Hang Is Intense But Lacks Beginning And End

Franco Milazzo
By Franco Milazzo Last edited 46 months ago
Hang Is Intense But Lacks Beginning And End ★★★☆☆ 3


hang, Royal Court Theatre

Franco Milazzo


Londonist Rating: ★★★☆☆

debbie tucker green’s hang follows on from truth and reconciliation, her last work at the Royal Court Theatre, with another provocative exploration of violence and consequences.

Writer and director green deliberately doles out plot points piecemeal for much of the production. Overhead strip-lighting and a stage bare but for chairs and a drinks machine cast an oppressive mood from the off. Two bureaucratic jobsworths and a visitor spend the first third of the play making painful small talk. The repetitive bantering between the unnamed threesome holds little in the way of concrete facts and could have been written by Beckett and Kafka while waiting in their local Jobcentre Plus. Only once the pleasantries are dropped, does the traumatic truth emerge.

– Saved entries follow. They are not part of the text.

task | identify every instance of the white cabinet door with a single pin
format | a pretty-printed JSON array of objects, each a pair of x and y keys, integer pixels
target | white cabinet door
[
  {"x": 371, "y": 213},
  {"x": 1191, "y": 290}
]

For a writer who eschews capital letters, green knows how to shout out her point. truth and reconciliation might have used a cast of over 20 actors compared to hang’s trio but when one of them is Secrets and Lies’ Marianne Jean-Baptiste — the Oscar-nominated firebrand who decried the British acting scene before legging it to work in the States — an explosive display is guaranteed. Playing the pen pushers, Claire Rushbrook and Shane Zaza make almost-sympathetic foils and provide much of hang’s gallows humour.

Fans of films like Memento will revel in the drip-drip-drip of plot details which ensure that only those still awake by the end of hang will appreciate the full horror of what is being discussed here. There is very little in the way of exposition during the 70 minutes running time but there is also a paucity of substance and characterisation and the script’s punchy rawness belies a lack of depth in hang’s central concept.

The deeply emotional heart of this darkness is only revealed towards the end. Well, we say the end but hang lacks a real denouement — or for that matter, a real beginning. The lack of finality and the verbal padding let down the powerful acting and commendably claustrophobic set design. A thought-provoking idea does not always a great drama make. Unlike truth and reconciliation, hang is more fag packet theatre than fully-formed play.

hang continues at the Royal Court Theatre until 18 July. Tickets £10-£35. Londonist attended on a complimentary press ticket.